Ma question est donc : qu'est-ce qui crée la différence entre une manifestation rageusement violente et destructrice, et une autre relativement pacifique et sympathique ?
J'imagine qu'on me répondra qu'il y a tout un ensemble de facteurs à considérer, mais je ne le crois qu'à moitié. Il doit y avoir, quelque part, un catalyseur puissant qui invite à la casse.
(Pour répondre à ton interrogation qui n'en est pas une concernant le paradigme, il existe deux significations littéraires au mot. La première est un ensemble de croyances. La somme de ce en quoi tu crois, c'est ton paradigme personnel. La seconde signification, c'est "un exemple type présentant toutes les variations du type" Comme le montre la phrase : "Il faut bien qu'un certain produit entre tous, celui dont la valeur paraîtra la plus authentique [...] soit pris pour type, c'est-à-dire tout à la fois pour instrument de circulation et paradigme des autres valeurs" (Proudhon, Syst. contrad. écon., t.2, 1846, p.87))
Merci pour l'excellente définition du terme "paradigme", ce fut éclairant.
RépondreSupprimerEn ce qui concerne le grabuge, je ne crois pas connaître la vérité absolue, mais je pense qu'en effet, il y a une multitude de facteurs.
Cependant, une chose est certaine: la répression policière augmente les chances qu'il y ait de la casse. Et souvent, les gens les plus paisibles se mettent de la partie. Quand tu viens de recevoir une balle de plastique à trois centimètres des couilles, alors que tu n'as rien fait, crois-moi que si on te donne une roche, tu sauras quoi en faire.
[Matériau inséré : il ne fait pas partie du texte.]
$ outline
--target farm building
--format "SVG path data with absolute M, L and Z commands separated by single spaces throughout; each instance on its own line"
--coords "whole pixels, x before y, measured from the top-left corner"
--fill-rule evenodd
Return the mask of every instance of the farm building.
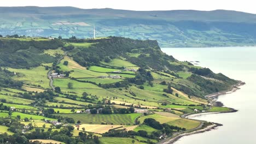
M 135 113 L 144 113 L 147 112 L 148 112 L 148 110 L 147 109 L 135 109 L 134 110 L 134 112 Z
M 15 107 L 10 107 L 10 110 L 11 111 L 16 111 L 16 108 Z
M 54 125 L 58 125 L 62 124 L 61 123 L 58 122 L 58 121 L 52 121 L 51 123 Z
M 53 76 L 53 75 L 58 75 L 58 73 L 51 73 L 51 76 Z
M 76 112 L 77 113 L 84 113 L 84 110 L 78 110 Z
M 133 72 L 136 72 L 137 69 L 129 69 L 129 68 L 125 68 L 124 70 L 125 71 L 133 71 Z
M 65 74 L 60 74 L 59 76 L 60 76 L 60 77 L 65 77 L 66 75 Z
M 108 78 L 108 76 L 100 76 L 98 77 L 101 78 L 101 79 L 107 79 L 107 78 Z
M 113 71 L 112 71 L 112 73 L 121 73 L 121 71 L 120 71 L 120 70 Z
M 85 110 L 85 112 L 87 113 L 91 113 L 90 110 L 91 109 L 87 109 Z
M 119 75 L 109 75 L 108 76 L 109 78 L 111 78 L 111 79 L 119 79 L 120 78 L 120 76 Z

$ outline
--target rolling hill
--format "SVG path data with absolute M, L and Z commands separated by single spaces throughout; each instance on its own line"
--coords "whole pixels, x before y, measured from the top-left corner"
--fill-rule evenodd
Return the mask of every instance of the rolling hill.
M 256 15 L 217 10 L 138 11 L 73 7 L 0 7 L 0 34 L 156 39 L 161 47 L 254 45 Z

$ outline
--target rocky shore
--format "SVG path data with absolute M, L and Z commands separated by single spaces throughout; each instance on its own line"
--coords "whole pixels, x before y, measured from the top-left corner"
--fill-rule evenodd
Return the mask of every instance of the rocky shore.
M 242 82 L 242 81 L 239 81 L 237 83 L 232 85 L 230 88 L 229 89 L 227 89 L 226 91 L 223 91 L 221 92 L 219 92 L 217 93 L 212 93 L 209 95 L 207 95 L 205 96 L 206 99 L 207 99 L 209 101 L 210 101 L 210 104 L 212 105 L 213 106 L 223 106 L 223 104 L 219 101 L 216 101 L 216 99 L 217 98 L 221 95 L 223 94 L 226 94 L 229 93 L 231 93 L 233 92 L 236 92 L 237 89 L 240 89 L 239 88 L 240 86 L 242 86 L 245 85 L 245 82 Z M 187 113 L 185 115 L 183 115 L 181 116 L 181 117 L 182 118 L 188 118 L 188 119 L 191 119 L 189 117 L 192 117 L 192 116 L 198 116 L 198 115 L 208 115 L 208 114 L 213 114 L 213 113 L 228 113 L 228 112 L 235 112 L 237 111 L 237 110 L 230 108 L 231 110 L 228 112 L 204 112 L 204 113 L 196 113 L 194 114 L 193 113 Z M 167 138 L 166 140 L 162 140 L 160 142 L 159 142 L 158 143 L 161 143 L 161 144 L 171 144 L 173 143 L 175 141 L 177 141 L 178 139 L 179 139 L 181 137 L 184 136 L 188 136 L 192 134 L 197 134 L 197 133 L 203 133 L 205 131 L 210 131 L 212 129 L 215 129 L 217 127 L 219 127 L 219 126 L 222 126 L 223 125 L 219 123 L 213 123 L 213 124 L 207 126 L 206 128 L 202 128 L 202 126 L 203 124 L 203 122 L 201 121 L 201 124 L 200 124 L 201 126 L 198 127 L 197 128 L 195 128 L 195 129 L 190 130 L 188 130 L 185 132 L 181 132 L 181 133 L 176 133 L 174 134 L 174 136 Z

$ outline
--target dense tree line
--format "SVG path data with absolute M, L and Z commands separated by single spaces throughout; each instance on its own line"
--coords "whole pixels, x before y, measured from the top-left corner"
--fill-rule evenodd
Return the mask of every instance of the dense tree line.
M 0 39 L 0 66 L 29 68 L 43 63 L 50 63 L 54 57 L 42 53 L 44 50 L 56 49 L 62 46 L 63 43 L 59 40 Z

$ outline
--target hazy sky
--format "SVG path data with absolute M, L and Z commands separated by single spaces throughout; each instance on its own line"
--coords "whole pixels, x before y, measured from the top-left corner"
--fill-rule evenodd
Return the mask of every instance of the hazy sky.
M 255 3 L 254 0 L 4 0 L 1 1 L 0 5 L 72 6 L 135 10 L 225 9 L 256 14 Z

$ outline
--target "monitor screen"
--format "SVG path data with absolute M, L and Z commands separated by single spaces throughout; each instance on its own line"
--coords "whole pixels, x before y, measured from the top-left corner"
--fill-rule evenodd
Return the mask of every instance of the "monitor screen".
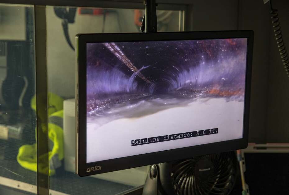
M 242 139 L 248 39 L 86 43 L 86 163 Z

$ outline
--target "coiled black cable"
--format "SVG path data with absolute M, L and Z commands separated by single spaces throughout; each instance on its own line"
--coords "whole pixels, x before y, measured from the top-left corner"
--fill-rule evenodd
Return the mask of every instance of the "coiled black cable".
M 279 18 L 278 17 L 278 10 L 274 9 L 272 7 L 272 4 L 271 1 L 269 2 L 270 7 L 271 11 L 271 18 L 272 19 L 272 24 L 273 29 L 274 29 L 274 35 L 275 39 L 277 41 L 277 45 L 280 52 L 280 55 L 282 60 L 282 62 L 285 68 L 285 71 L 287 74 L 287 76 L 289 77 L 289 58 L 288 58 L 288 54 L 287 53 L 286 47 L 285 46 L 285 43 L 283 40 L 282 35 L 282 31 L 281 30 L 281 27 L 280 26 L 280 23 L 279 22 Z

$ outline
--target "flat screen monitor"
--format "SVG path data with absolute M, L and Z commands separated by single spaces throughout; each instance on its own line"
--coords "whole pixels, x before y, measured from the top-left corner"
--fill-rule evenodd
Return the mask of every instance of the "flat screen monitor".
M 80 176 L 244 148 L 253 32 L 78 34 Z

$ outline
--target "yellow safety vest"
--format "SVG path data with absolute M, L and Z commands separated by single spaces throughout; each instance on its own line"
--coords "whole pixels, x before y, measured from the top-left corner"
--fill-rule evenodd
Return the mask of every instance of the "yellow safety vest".
M 63 99 L 52 93 L 48 93 L 48 137 L 49 140 L 48 153 L 49 167 L 47 167 L 43 161 L 47 157 L 47 154 L 39 156 L 38 170 L 39 172 L 48 173 L 50 176 L 55 173 L 55 170 L 61 166 L 61 161 L 63 158 Z M 31 107 L 36 110 L 35 96 L 31 100 Z M 45 128 L 42 130 L 45 131 Z M 36 134 L 35 131 L 35 134 Z M 37 146 L 26 144 L 19 148 L 17 161 L 22 167 L 37 171 Z

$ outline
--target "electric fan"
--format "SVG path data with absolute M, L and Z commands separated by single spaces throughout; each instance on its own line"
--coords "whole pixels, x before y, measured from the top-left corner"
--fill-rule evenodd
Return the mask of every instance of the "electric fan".
M 229 194 L 237 177 L 238 165 L 234 152 L 161 163 L 154 169 L 158 175 L 156 179 L 151 177 L 151 167 L 143 194 Z M 154 181 L 158 183 L 156 189 L 152 184 Z

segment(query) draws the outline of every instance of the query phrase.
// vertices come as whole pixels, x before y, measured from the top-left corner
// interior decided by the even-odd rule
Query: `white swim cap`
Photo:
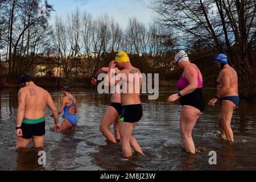
[[[183,50],[180,51],[176,55],[174,60],[176,64],[177,64],[179,61],[182,62],[189,61],[188,54]]]

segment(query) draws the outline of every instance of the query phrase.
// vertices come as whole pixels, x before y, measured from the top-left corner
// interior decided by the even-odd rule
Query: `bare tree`
[[[173,27],[178,36],[226,53],[238,71],[241,88],[254,92],[255,65],[251,49],[256,36],[255,0],[157,0],[150,8],[158,14],[156,22]]]

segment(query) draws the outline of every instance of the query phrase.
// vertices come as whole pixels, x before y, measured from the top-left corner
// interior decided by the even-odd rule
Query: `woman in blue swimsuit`
[[[60,126],[61,131],[75,129],[77,125],[77,118],[76,115],[77,111],[76,100],[71,93],[69,84],[65,84],[63,90],[65,97],[62,99],[61,105],[58,111],[59,114],[64,111],[64,120]]]

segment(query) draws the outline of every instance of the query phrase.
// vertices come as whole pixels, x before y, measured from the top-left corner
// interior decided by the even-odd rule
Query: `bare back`
[[[141,104],[140,92],[142,78],[141,71],[134,67],[130,69],[122,70],[126,79],[121,86],[123,89],[121,93],[121,104],[123,106]]]
[[[229,65],[225,67],[218,75],[217,83],[217,93],[224,86],[227,87],[227,90],[224,97],[238,96],[238,80],[237,74],[234,68]],[[227,80],[228,81],[226,81]],[[228,84],[225,84],[225,82]],[[228,85],[225,85],[227,84]]]
[[[24,118],[37,119],[45,117],[49,93],[36,85],[26,86],[19,94],[26,94]]]

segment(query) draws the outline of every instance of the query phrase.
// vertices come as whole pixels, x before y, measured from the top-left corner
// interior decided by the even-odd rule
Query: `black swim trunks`
[[[112,102],[111,103],[110,106],[113,107],[117,110],[118,115],[121,115],[122,105],[121,103]]]
[[[23,136],[24,139],[31,139],[32,136],[41,136],[46,134],[46,122],[36,124],[26,124],[22,123],[21,126]]]
[[[205,101],[203,94],[203,88],[198,88],[193,92],[180,98],[182,106],[191,106],[199,109],[201,113],[205,110]]]
[[[120,121],[135,123],[142,117],[142,106],[141,104],[122,106]]]

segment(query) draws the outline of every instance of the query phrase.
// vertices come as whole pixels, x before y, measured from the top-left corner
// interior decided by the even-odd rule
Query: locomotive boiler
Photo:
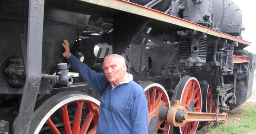
[[[5,0],[0,7],[1,133],[95,133],[101,96],[63,57],[64,39],[97,72],[107,55],[125,58],[147,95],[149,134],[195,133],[200,121],[226,120],[220,108],[252,94],[256,55],[244,49],[251,43],[242,39],[232,0]]]

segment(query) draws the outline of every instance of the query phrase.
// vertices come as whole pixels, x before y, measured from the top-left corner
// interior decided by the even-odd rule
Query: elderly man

Bon, je pense que ma réponse est loin d'être satisfaisante. Mais cette question mériterait de toute façon une étude très approfondie.
RépondreSupprimerLe commentaire de Francis Dupuis-Déri concernant la manif' du 15 mars 2009 est à ce propos très pertinent. Cliquez sur la date du 16 mars, l'entrevue se trouve dans la cinquième partie de l'émission, un peu après le milieu.
RépondreSupprimerVoici le lien : http://www.radio-canada.ca/actualite/v2/rdi_matin/index.shtml
J'ai été surpris de constater qu'AP et Anne Archet, deux individus se qualifiant d'anarchistes (a.k.a en faveur d'un changement social radical) aient une opinion aussi défavorable des manifestations. Je crois qu'au-delà de tous les qualificatifs et «ismes» que l'on peut se donner, si nous n'avons aucune action pour supporter nos idées, on aura beau penser ce que l'on veut, la société demeurera la même.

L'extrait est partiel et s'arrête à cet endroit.